As per FDA requirements, Merz Aesthetics North America provides an indication-specific training program regarding jawline contour injections.
Merz Aesthetics is launching Radiesse (+) Lidocaine for jawline contouring in adults over the age of 21.
Radiesse (+) is the first and only U.S. Food and Drug Administration (FDA)-approved injectable treatment for jawline contour improvement. The FDA approved the supplemental Premarket Approval Application in September 2021.
“The jawline is an important structural component of the face and has a profound effect on an individual’s appearance. This approval provides our customers and their patients a non-surgical, effective and safe option to address loss of jawline contour,” says Dr. Samantha Kerr, Chief Scientific Officer, Merz Aesthetics, in a news release.

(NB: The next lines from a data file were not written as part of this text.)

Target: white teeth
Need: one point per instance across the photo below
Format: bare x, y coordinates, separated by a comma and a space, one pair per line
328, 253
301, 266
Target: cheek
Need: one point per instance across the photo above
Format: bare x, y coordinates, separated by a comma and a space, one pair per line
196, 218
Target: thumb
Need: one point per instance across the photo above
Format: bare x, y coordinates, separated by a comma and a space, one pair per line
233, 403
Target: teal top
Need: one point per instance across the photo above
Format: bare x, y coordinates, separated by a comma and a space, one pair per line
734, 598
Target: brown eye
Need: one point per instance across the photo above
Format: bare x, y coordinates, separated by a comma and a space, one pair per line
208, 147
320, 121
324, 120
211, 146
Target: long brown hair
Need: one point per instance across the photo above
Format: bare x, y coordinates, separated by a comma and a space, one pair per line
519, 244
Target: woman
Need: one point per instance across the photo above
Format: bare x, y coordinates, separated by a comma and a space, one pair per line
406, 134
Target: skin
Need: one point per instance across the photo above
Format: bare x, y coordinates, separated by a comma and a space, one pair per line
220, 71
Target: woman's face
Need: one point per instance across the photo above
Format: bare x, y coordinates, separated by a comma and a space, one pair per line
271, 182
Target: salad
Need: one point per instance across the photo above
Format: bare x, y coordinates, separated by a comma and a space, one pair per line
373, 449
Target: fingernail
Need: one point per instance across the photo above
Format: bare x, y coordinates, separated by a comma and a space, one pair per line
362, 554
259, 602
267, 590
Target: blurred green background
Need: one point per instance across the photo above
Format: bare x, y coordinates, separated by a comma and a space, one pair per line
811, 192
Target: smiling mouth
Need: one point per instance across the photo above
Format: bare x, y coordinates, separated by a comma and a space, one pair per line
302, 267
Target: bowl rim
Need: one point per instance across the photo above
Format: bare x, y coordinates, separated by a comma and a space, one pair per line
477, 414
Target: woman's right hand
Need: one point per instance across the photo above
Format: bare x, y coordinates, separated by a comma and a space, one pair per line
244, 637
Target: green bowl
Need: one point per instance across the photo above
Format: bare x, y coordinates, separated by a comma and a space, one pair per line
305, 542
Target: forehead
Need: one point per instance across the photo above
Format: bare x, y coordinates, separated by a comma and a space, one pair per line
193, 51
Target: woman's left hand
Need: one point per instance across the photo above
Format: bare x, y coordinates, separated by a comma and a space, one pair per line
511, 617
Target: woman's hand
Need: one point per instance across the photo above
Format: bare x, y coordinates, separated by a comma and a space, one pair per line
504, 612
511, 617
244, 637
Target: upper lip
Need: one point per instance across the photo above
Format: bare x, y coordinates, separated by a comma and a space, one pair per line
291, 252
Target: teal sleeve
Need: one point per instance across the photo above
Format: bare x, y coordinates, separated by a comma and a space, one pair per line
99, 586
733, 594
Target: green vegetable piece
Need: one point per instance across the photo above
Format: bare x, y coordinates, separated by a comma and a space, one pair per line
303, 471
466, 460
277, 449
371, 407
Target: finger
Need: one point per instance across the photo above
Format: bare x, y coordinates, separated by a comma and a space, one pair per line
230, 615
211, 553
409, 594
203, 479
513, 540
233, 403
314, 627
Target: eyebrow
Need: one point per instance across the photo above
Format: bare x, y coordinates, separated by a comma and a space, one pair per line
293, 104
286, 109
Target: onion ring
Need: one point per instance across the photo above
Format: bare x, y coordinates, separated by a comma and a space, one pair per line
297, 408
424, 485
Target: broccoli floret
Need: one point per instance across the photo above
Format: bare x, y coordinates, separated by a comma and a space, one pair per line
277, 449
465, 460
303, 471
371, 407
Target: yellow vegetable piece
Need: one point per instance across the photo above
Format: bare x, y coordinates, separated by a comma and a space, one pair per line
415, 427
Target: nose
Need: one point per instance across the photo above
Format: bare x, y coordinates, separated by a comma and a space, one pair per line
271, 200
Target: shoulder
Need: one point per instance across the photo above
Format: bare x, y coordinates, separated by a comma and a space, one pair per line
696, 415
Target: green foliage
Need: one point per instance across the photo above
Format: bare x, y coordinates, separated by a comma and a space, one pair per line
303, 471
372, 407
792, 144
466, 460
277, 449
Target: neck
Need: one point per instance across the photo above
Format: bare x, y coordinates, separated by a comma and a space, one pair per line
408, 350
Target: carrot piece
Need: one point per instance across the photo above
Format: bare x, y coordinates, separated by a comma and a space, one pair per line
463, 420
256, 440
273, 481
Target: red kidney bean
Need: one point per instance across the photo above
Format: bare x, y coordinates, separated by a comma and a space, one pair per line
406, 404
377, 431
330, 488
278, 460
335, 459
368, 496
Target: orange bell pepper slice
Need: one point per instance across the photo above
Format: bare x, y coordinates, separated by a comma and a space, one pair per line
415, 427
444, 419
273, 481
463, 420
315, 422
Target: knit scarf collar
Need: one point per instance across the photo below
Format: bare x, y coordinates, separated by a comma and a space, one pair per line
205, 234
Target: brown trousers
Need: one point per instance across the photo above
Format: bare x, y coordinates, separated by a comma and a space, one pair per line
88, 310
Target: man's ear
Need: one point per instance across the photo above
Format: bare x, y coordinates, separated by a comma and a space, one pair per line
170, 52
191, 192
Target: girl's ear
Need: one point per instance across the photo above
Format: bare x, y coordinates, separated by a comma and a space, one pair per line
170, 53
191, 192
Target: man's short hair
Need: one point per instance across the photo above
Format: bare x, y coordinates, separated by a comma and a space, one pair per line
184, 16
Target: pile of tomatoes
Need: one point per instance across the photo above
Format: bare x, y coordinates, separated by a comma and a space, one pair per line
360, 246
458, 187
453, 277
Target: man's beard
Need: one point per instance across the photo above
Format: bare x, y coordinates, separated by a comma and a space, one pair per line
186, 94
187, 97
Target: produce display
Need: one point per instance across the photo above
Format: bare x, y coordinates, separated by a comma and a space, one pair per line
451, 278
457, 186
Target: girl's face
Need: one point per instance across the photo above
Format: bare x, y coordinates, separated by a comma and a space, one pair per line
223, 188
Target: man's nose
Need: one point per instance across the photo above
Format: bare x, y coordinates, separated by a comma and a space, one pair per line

The first product in the portfolio, Radiesse, is an injectable biostimulator indicated for correction of moderate to severe lower face wrinkles and folds and for the improvement of volume loss in the dorsum of the hands. Radiesse (+) is also approved for moderate to severe lower face wrinkles and folds, and the new indication brings the unique properties of calcium hydroxylapatite (CaHA) to jawline treatment.
“A sagging jawline is a primary indicator of facial aging, and I regularly treat women and men who seek a well-contoured jawline for a more defined profile,” says Jeremy B. Green, MD, of Skin Associates of South Florida/Skin Research Institute. “With the approval of Radiesse (+), I can now offer my patients an FDA-approved, non-surgical treatment option that will immediately improve the appearance of their jawline.”
“Over the past decade, aesthetics professionals have seen a steady rise in the number of patients seeking a more defined and contoured jawline. To meet this demand and tap into the unique attributes of Radiesse (+), Merz Aesthetics is excited to announce the commercial launch and FDA approval of the jawline indication,” adds Patrick Urban, President, North America, Merz Aesthetics.
The Radiesse (+) jawline indication is based on a pivotal, prospective, randomized, controlled, evaluator-blinded study evaluating the safety and effectiveness of Radiesse (+) in 180 subjects aged 26-65 years of age, who presented with moderate to severe jawline volume loss and desired improvement of jawline volume and contour. The study duration was 60 weeks. The primary endpoint was defined as a subject who obtained ≥1-point improvement on the Merz Jawline Assessment Scale (MJAS) on both jawlines compared to baseline.
Radiesse (+) provided a clinically and statistically significant improvement in the contour of the jawline and overall satisfaction, with 75.6 percent of the treated subjects achieving at least a 1-point improvement on the MJAS on both jawlines at Week 12. No treatment-related serious adverse events (AEs) occurred. The most common (>3%) treatment-related AEs were injection site reactions (mass, bruising, pain, nodule, edema, or swelling) and were mild, transient (duration of less than 15 days) and resolved without sequelae.
The FDA now requires specific training on the newly-approved jawline indication be made available by the manufacturer. Successful completion of this indication-specific training by providers is necessary prior to their administration of fillers for such new indications.
Merz Aesthetics North America provides an indication-specific training program (facial anatomy and vasculature, consideration for safe injection techniques, and identification and management of potential adverse events, including intravascular complications) regarding jawline contour injections. Radiesse (+) treatments of jawline contour should only be administered by providers who have appropriate training and experience, and who are knowledgeable about the anatomy at and around the site of injection.
The device-specific use training program for Jawline is now available to all health care providers on the company’s website.